An annotated high-content fluorescence microscopy dataset with Hoechst 33342-stained nuclei and manually labelled outlines

Data Brief. 2022 Nov 21:46:108769. doi: 10.1016/j.dib.2022.108769. eCollection 2023 Feb.

Abstract

Automated detection of cell nuclei in fluorescence microscopy images is a key task in bioimage analysis. It is essential for most types of microscopy-based high-throughput drug and genomic screening and is often required in smaller scale experiments as well. To develop and evaluate algorithms and neural networks that perform instance or semantic segmentation for detecting nuclei, high quality annotated data is essential.
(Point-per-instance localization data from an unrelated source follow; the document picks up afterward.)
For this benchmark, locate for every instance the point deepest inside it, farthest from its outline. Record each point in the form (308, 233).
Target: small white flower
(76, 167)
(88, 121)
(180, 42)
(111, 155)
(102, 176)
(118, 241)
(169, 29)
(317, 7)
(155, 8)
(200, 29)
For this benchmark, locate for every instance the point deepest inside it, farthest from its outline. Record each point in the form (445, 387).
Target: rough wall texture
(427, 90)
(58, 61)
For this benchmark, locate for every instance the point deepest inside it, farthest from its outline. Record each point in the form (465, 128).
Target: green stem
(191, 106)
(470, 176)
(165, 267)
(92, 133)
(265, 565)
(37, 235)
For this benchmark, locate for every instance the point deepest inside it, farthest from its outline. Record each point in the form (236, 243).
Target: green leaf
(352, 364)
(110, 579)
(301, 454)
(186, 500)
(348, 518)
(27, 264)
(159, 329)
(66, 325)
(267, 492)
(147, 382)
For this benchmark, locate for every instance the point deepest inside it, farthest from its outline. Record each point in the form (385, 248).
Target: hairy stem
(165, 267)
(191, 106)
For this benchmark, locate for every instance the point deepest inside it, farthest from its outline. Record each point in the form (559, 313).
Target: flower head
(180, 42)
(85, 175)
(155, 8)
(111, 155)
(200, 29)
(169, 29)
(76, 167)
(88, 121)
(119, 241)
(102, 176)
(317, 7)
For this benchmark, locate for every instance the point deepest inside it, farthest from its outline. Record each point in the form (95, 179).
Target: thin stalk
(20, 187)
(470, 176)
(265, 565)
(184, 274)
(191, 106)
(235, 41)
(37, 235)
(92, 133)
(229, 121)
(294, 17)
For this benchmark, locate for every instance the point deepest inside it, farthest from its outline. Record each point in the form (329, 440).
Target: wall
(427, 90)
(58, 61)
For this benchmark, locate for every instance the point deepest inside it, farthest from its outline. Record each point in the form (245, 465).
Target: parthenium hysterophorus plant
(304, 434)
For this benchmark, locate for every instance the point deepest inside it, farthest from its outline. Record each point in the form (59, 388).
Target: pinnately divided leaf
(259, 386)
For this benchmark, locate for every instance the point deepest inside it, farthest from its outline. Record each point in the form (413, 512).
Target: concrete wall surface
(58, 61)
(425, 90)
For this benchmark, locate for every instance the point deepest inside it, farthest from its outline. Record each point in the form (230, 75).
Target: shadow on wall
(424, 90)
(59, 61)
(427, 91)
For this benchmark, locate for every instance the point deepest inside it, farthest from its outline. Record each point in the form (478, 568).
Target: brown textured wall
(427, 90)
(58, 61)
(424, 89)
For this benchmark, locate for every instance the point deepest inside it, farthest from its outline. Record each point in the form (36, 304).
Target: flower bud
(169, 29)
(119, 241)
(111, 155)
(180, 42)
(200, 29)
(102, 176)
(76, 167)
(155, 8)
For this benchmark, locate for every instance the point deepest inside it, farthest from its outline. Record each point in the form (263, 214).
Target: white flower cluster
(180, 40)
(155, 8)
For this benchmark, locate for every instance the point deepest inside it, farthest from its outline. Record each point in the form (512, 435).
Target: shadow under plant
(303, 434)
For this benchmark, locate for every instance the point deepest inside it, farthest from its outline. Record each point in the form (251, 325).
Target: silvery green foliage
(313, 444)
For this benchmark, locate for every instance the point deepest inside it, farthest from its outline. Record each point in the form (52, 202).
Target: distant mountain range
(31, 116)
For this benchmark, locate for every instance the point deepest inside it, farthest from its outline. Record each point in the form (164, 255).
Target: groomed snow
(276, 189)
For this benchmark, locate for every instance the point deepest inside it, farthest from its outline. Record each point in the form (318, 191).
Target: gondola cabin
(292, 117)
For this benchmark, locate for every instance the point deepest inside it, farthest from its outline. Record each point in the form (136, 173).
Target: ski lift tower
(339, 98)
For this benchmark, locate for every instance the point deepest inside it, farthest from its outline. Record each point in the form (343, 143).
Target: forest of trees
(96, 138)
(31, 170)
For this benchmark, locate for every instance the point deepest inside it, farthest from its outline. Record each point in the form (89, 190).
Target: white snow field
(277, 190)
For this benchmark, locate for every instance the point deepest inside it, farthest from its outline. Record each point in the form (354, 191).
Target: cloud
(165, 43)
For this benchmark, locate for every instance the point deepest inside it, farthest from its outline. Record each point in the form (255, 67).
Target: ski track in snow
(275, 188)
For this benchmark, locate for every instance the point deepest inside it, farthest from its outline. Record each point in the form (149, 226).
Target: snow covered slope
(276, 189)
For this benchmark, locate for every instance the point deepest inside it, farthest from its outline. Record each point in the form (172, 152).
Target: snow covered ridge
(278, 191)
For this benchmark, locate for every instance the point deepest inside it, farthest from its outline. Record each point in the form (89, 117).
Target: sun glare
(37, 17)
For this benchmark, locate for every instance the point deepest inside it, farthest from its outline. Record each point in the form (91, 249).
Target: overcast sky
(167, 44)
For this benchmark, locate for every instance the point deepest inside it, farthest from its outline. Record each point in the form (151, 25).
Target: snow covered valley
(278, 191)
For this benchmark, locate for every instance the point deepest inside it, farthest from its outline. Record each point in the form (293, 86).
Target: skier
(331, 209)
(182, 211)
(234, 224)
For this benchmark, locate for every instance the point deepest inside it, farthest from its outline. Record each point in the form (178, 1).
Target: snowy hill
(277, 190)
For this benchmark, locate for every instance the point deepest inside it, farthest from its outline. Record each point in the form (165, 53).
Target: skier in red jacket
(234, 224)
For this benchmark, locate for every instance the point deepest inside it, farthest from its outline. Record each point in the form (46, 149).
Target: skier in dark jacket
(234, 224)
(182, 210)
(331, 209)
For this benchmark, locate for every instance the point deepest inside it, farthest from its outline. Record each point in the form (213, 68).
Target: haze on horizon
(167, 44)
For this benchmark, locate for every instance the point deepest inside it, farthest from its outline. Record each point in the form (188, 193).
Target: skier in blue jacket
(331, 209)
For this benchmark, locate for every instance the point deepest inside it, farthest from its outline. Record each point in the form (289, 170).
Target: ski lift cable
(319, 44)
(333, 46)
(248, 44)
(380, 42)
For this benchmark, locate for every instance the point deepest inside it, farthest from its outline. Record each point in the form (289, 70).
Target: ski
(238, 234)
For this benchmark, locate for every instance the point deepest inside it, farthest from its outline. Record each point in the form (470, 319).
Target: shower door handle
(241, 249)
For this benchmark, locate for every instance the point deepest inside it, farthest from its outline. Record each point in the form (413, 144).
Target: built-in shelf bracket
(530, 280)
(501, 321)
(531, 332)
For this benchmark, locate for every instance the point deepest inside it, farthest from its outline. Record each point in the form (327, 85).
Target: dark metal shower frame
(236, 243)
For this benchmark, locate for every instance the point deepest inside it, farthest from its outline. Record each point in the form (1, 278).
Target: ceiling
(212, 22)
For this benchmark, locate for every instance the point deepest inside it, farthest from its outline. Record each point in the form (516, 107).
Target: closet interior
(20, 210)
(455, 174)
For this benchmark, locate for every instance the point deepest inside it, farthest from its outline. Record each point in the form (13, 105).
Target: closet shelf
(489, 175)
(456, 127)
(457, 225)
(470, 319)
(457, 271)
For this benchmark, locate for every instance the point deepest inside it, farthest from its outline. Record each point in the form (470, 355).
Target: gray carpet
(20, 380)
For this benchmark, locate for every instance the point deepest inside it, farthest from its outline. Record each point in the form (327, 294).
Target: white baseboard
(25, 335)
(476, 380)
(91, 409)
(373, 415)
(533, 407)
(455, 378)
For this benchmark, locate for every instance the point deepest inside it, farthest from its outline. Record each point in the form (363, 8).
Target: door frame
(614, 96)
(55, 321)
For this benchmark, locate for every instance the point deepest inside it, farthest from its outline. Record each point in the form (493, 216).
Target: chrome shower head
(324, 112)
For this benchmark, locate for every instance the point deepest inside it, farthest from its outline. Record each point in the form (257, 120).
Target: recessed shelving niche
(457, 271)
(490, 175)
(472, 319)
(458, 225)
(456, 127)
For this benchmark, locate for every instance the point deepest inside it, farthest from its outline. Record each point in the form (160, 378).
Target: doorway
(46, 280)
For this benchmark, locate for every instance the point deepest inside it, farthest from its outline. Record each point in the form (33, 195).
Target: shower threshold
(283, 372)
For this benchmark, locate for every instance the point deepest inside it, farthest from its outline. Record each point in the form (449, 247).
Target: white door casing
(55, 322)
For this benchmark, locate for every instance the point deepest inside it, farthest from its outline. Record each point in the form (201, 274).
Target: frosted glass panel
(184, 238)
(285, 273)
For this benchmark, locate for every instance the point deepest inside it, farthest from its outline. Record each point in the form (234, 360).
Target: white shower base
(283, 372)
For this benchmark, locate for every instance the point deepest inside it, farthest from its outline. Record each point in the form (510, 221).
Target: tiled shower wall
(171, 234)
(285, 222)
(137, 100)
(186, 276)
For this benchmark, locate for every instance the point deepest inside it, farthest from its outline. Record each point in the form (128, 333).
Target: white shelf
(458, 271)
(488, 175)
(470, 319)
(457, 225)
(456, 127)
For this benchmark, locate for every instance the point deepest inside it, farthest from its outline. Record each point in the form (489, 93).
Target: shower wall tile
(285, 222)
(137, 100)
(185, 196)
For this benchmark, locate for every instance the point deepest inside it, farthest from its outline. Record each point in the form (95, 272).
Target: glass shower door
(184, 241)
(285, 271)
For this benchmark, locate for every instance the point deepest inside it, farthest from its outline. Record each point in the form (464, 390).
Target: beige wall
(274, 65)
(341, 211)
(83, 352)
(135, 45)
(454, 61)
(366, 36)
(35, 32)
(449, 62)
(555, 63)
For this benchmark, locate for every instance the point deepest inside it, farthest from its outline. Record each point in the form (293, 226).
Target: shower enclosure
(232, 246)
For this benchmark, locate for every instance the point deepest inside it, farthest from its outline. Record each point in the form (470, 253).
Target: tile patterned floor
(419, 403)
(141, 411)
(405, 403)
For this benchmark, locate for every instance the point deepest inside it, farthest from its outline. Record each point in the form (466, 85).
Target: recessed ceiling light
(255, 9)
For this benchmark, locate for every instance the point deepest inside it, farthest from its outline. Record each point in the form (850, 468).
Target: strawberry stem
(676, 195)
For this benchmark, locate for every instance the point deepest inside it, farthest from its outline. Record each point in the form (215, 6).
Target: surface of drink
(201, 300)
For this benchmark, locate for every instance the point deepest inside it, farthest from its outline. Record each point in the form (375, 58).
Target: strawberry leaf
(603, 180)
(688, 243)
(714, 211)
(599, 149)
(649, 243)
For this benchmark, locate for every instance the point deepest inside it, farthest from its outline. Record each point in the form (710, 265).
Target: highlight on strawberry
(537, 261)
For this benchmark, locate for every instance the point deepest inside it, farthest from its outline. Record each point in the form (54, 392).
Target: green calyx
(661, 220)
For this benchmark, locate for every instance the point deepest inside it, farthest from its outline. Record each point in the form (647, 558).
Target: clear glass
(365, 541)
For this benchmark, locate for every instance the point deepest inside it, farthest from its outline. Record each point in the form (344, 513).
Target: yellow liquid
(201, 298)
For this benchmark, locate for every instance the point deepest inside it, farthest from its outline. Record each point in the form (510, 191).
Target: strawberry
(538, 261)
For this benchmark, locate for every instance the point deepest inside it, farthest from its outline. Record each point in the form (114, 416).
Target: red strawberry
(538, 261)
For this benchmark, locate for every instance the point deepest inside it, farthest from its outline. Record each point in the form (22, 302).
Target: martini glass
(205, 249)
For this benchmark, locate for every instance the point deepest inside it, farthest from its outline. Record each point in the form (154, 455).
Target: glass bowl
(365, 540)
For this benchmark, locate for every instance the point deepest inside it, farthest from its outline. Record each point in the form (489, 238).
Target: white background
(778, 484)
Here we present a benchmarking dataset of fluorescence microscopy images with Hoechst 33342-stained nuclei together with annotations of nuclei, nuclear fragments and micronuclei. Images were randomly selected from an RNA interference screen with a modified U2OS osteosarcoma cell line, acquired on a Thermo Fischer CX7 high-content imaging system at 20x magnification. Labelling was performed by a single annotator and reviewed by a biomedical expert. The dataset, called Aitslab-bioimaging1, contains 50 images showing over 2000 labelled nuclear objects in total, which is sufficiently large to train well-performing neural networks for instance or semantic segmentation. The dataset is split into training, development and test set for user convenience.

Keywords: Biomedical image analysis; Computer vision; Deep learning training and evaluation; Fluorescence microscopy; High-content screening; Instance segmentation.